L’ovation debout après rideau final est toutefois destinée à trois artistes : Marlis Petersen, Jonas Kaufmann et Kirill Petrenko. Ayant ravi le public munichois cet été dans le rôle-titre de Salomé (par Warlikowski), Petersen est reçue à la hauteur des attentes et du double rôle de Marietta et l’apparition de Marie, individualisant cette dernière par un ton de deuil légèrement spectral. Sa Marietta vit une multitude d’états émotionnels : de la danseuse enjouée à l’émancipée sensuelle, puis l’irritation et l’insinuation à la limite d’une vengeresse opératique, avant de reprendre son ton jovial, calme et aimable pour la "fin heureuse" (dans l’œuvre, l’assassinat se révèle n’être qu’un rêve). Elle maîtrise autant le jeu vif et naturel que son soprano charpenté, rond et carillonnant, qui lui permet des phrases denses et intenses à travers les registres, sans compromettre l’aspect théâtral (et d'un bel canto non démonstratif).
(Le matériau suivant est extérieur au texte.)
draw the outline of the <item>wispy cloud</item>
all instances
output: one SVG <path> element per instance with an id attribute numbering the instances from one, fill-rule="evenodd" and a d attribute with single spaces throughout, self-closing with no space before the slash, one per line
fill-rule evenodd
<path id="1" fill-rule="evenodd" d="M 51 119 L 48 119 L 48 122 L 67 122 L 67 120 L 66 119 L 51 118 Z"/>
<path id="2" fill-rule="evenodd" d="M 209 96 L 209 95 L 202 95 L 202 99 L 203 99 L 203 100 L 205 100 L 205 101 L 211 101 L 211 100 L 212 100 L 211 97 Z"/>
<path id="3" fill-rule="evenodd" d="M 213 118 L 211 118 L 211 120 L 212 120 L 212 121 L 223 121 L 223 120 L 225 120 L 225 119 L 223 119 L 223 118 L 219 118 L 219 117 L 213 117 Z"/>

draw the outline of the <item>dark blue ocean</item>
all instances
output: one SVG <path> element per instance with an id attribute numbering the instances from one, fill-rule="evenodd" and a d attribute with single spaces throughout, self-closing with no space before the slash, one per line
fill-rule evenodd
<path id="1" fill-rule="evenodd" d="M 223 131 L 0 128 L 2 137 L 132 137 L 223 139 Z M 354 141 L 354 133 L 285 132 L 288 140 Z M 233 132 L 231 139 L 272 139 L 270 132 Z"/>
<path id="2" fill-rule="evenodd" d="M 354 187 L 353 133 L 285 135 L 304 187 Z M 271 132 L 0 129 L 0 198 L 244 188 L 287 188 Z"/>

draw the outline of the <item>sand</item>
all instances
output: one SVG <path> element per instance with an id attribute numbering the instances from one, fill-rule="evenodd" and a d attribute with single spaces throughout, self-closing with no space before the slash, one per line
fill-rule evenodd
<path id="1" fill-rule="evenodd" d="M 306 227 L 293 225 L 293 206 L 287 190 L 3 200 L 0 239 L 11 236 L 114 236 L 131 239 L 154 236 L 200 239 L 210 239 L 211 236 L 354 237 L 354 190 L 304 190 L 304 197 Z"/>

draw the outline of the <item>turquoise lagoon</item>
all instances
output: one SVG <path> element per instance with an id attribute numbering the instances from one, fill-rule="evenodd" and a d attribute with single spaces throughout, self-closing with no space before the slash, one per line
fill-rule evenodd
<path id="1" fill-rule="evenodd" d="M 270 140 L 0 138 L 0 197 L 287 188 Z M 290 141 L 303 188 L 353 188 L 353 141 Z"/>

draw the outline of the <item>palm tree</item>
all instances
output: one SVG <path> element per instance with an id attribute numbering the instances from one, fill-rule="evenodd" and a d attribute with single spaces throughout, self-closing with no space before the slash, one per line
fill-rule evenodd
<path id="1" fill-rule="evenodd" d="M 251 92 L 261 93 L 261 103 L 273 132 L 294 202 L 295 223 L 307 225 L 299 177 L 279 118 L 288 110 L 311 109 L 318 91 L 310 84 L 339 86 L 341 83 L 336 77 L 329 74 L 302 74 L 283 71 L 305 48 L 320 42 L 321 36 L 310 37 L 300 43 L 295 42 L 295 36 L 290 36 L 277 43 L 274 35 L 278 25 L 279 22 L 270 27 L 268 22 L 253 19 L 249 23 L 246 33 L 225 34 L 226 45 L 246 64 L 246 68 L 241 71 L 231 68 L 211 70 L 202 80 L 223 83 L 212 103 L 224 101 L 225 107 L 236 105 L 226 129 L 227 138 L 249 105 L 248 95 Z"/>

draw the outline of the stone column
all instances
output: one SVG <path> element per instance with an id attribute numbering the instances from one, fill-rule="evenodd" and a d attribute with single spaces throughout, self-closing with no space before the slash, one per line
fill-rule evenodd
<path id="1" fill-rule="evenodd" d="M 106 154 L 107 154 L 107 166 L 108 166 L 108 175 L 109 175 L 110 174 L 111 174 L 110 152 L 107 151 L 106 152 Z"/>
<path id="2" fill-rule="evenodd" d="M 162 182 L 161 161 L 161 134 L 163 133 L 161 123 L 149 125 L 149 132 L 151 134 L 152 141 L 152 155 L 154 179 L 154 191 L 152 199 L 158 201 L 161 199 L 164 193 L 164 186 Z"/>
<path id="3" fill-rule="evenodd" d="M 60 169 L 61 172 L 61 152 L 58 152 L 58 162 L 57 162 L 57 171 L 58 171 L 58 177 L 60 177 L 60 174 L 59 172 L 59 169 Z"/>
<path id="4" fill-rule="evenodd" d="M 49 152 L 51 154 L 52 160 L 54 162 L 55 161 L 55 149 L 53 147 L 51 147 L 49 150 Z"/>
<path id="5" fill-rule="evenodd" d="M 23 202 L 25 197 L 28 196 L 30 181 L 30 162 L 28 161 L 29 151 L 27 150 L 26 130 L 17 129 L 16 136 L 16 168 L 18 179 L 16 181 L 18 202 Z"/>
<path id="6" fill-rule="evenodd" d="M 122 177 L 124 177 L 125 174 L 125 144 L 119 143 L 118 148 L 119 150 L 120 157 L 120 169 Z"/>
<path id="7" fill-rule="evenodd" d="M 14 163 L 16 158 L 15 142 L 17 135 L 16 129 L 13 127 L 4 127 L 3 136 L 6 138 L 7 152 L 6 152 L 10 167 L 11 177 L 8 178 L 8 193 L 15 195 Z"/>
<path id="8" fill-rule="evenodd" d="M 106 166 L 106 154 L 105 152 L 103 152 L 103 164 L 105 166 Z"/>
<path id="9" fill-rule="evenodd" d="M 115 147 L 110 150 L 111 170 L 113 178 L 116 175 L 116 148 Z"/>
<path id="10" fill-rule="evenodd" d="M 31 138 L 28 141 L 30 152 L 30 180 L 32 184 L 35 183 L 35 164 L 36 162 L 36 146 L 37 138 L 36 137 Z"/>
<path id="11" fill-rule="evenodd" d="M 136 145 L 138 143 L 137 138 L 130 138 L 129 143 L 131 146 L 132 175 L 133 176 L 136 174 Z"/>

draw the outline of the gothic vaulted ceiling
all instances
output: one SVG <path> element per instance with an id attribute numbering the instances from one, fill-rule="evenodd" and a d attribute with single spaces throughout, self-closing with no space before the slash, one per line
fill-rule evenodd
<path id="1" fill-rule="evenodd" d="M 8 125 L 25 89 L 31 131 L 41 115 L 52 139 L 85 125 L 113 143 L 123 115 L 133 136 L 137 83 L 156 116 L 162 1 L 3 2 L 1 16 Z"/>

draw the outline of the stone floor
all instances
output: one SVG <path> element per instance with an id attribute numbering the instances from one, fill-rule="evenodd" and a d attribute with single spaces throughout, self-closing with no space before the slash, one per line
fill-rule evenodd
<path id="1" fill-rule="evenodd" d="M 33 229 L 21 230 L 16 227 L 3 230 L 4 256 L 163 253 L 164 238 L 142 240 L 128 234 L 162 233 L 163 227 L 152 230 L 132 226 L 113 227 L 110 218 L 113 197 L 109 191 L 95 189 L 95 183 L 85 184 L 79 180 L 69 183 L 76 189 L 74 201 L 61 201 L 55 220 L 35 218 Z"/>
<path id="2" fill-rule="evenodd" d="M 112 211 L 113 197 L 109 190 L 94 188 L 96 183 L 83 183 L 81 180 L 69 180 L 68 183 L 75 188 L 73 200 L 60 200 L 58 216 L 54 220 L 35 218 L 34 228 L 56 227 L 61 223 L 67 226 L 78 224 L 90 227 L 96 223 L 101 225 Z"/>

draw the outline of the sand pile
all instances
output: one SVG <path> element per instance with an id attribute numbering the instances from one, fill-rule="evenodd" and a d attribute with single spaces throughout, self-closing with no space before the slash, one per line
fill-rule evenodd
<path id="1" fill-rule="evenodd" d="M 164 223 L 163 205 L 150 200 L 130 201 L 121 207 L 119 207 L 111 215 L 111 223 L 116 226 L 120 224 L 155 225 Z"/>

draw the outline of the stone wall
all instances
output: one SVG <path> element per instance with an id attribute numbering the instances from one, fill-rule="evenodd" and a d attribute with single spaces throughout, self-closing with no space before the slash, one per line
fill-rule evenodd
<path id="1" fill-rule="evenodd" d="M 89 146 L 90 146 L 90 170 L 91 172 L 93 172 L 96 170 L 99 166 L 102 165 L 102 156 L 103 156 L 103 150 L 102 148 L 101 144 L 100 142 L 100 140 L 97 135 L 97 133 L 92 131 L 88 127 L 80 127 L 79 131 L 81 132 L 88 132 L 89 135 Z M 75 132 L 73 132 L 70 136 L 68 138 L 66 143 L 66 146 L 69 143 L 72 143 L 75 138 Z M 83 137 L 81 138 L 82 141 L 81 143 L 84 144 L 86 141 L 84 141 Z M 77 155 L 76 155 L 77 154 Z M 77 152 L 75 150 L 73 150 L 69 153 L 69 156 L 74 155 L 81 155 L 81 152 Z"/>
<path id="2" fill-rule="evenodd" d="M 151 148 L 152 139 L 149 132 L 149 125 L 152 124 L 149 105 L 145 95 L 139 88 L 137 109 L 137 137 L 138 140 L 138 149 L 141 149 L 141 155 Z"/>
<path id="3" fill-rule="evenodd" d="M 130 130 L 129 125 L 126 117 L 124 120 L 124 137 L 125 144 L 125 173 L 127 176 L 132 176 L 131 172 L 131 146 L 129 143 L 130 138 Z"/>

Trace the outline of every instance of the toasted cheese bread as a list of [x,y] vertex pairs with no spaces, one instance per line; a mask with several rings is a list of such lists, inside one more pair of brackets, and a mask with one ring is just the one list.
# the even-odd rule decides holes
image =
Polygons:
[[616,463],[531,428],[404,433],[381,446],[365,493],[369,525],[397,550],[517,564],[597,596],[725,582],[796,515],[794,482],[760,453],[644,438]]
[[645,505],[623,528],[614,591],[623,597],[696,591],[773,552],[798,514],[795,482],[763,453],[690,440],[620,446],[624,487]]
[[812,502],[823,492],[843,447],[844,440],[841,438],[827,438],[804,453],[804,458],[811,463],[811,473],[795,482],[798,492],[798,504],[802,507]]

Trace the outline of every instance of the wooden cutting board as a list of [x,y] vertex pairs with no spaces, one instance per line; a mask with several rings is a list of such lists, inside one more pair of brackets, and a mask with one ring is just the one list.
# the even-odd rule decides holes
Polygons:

D’emblée nerveux et agité (comme le demande le livret), le Paul de Kaufmann chante tout d’abord avec un ton brusque et dur qui laisserait désirer plus de brillance et de nuances. Cet aboiement initial se révèle cependant être son mécanisme de défense et s’effondre à un moment précis : lorsque Paul affronte ses projections psychologiques. Le ténor barytonnant de Kaufmann trouve également sa meilleure projection vocale et son assise, son équilibre et sa densité, ainsi que sa tendresse et son éventail de nuances et de couleurs. Si jamais son chant (par contraste dramatique) joue sur la colère ou semble perdre en richesse de timbre et en brillance romantique, Kaufmann se montre à tout moment capable de reprendre, voire d’améliorer la maîtrise de sa douceur caractéristique, surtout vers les aigus : la reprise de Glück, das mir verblieb dans un tempo douloureusement lent, conclut non seulement la représentation, mais aussi les passions et l’épuisement mental et corporel d’un caractère vieillissant.

Les chœurs de la maison (préparés par Stellario Fagone) font preuve d’une grande variété sonore : les enfants avec un chant clair (presque comme d’une seule voix), les hommes avec une puissance fatidique, et la phalange dans son ensemble (femmes comprises), tantôt susurrant (comme venant de nulle part), tantôt religieux ou d’une gravité fatale. Kirill Petrenko, dirigeant le Bayerisches Staatsorchester, ne craint pas les sonorités étendues rappelant la musique de film (à laquelle est souvent réduit Korngold, parce qu’il travailla ensuite à Hollywood), ni les aspects comiques et la verve dansante de la partition. Le chef ne néglige toutefois pas non plus l’avant-gardisme de l’écriture orchestrale, employée au mieux pour illustrer le drame, et surtout pas la violence qui réside dans la musique : les coups lancinants de la maladie (de Marie) et du drame domestique, qui complètent la discrétion relative de Simon Stone.